Ottawa souhaite punir plus sévèrement les manifestants qui bloquent les hôpitaux

Ottawa ne criminalisera pas les manifestants qui restent pacifiques aux abords des milieux de soins, sans en entraver l’accès.
Photo: Chris Young La Presse canadienne Ottawa ne criminalisera pas les manifestants qui restent pacifiques aux abords des milieux de soins, sans en entraver l’accès.

Le gouvernement Trudeau veut passer le message qu’il est inacceptable de harceler les travailleurs de la santé et leurs patients. Un projet de loi déposé vendredi propose de créer de nouvelles infractions afin de punir plus sévèrement le blocage des hôpitaux ainsi que d’autres activités hostiles déjà interdites par le Code criminel.

« C’est clair qu’on est en train de réagir à une situation qui a été aggravée par la pandémie de COVID-19 », a expliqué le ministre fédéral de la Justice, David Lametti, qui précise toutefois que « ce n’est pas un problème nouveau ».

Son gouvernement a déposé vendredi ce projet de loi promis durant la campagne électorale, alors que des manifestants opposés à la vaccination contre la COVID-19 s’étaient mobilisés près de certains hôpitaux du pays. Le Québec avait alors rédigé sa propre loi pour interdire les manifestations près des écoles, des garderies et des hôpitaux.
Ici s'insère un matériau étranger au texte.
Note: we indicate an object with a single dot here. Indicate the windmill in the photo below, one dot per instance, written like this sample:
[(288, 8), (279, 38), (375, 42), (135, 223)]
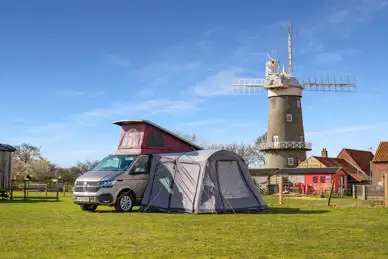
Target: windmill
[(286, 146)]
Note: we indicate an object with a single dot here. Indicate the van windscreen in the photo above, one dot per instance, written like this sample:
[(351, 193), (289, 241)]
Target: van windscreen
[(114, 163)]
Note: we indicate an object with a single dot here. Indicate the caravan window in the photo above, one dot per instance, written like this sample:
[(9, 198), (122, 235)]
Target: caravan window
[(114, 163), (141, 166)]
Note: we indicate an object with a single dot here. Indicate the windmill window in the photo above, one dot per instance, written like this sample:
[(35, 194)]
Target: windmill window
[(290, 161)]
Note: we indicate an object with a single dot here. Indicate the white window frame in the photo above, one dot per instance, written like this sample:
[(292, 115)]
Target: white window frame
[(275, 140), (290, 161)]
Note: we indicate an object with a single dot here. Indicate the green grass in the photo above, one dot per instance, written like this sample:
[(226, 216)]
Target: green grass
[(299, 228)]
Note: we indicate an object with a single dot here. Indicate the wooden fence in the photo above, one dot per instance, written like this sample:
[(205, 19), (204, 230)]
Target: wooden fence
[(369, 192)]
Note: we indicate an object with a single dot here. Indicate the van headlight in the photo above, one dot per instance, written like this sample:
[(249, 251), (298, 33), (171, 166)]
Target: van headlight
[(107, 184)]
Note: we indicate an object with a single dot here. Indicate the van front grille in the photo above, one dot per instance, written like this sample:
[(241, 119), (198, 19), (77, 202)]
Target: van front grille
[(82, 186)]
Pour sa part, Ottawa ne criminalisera pas les manifestants qui restent pacifiques aux abords des milieux de soins, sans en entraver l’accès. Le fédéral interdira précisément le fait de bloquer l’accès à des services hospitaliers, à des cliniques de vaccination, à des centres de dépistage de la COVID-19, à des cliniques d’avortement ou à des pharmacies. Le fait de s’en prendre au personnel de la santé deviendra aussi un « facteur aggravant » pour tout crime.
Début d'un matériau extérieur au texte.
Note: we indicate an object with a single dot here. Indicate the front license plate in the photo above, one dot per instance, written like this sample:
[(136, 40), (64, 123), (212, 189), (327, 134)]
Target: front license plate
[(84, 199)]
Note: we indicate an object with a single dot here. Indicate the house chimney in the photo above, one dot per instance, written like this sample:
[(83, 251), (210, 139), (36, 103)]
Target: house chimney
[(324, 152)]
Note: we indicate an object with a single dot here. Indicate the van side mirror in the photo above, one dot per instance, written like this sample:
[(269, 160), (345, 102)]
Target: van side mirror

L’objectif est de punir plus sévèrement tout « acte visant à provoquer la peur » chez les professionnels de la santé ou leurs patients, ce qui est théoriquement déjà interdit par le Code criminel actuel. Ces offenses passeraient d’une peine maximale de 5 ans à 10 ans de prison.

« À première vue, je pense que c’est très redondant. Les infractions existent déjà », commente Me Audrey-Bianca Chabauty, conseillère à l’Association des avocats de la défense de Montréal.

Puisque le législateur envoie le message d’augmenter la « gravité objective » de ces offenses, dit la procureure, les peines et les conditions de libération pourraient effectivement être plus lourdes à l’avenir. Mais il est « très, très rare » qu’une personne reçoive la peine maximale pour ce genre de crimes.

Dans un courriel, le député conservateur Luc Berthold a rappelé que son parti a lui aussi proposé d’interdirele blocage des hôpitaux, aux côtés d’« infrastructures clés » comme les voies ferrées ou les pipelines. Le NPD salue ces nouvelles sanctions, et le Bloc québécois ne s’était pas prononcé sur la question vendredi.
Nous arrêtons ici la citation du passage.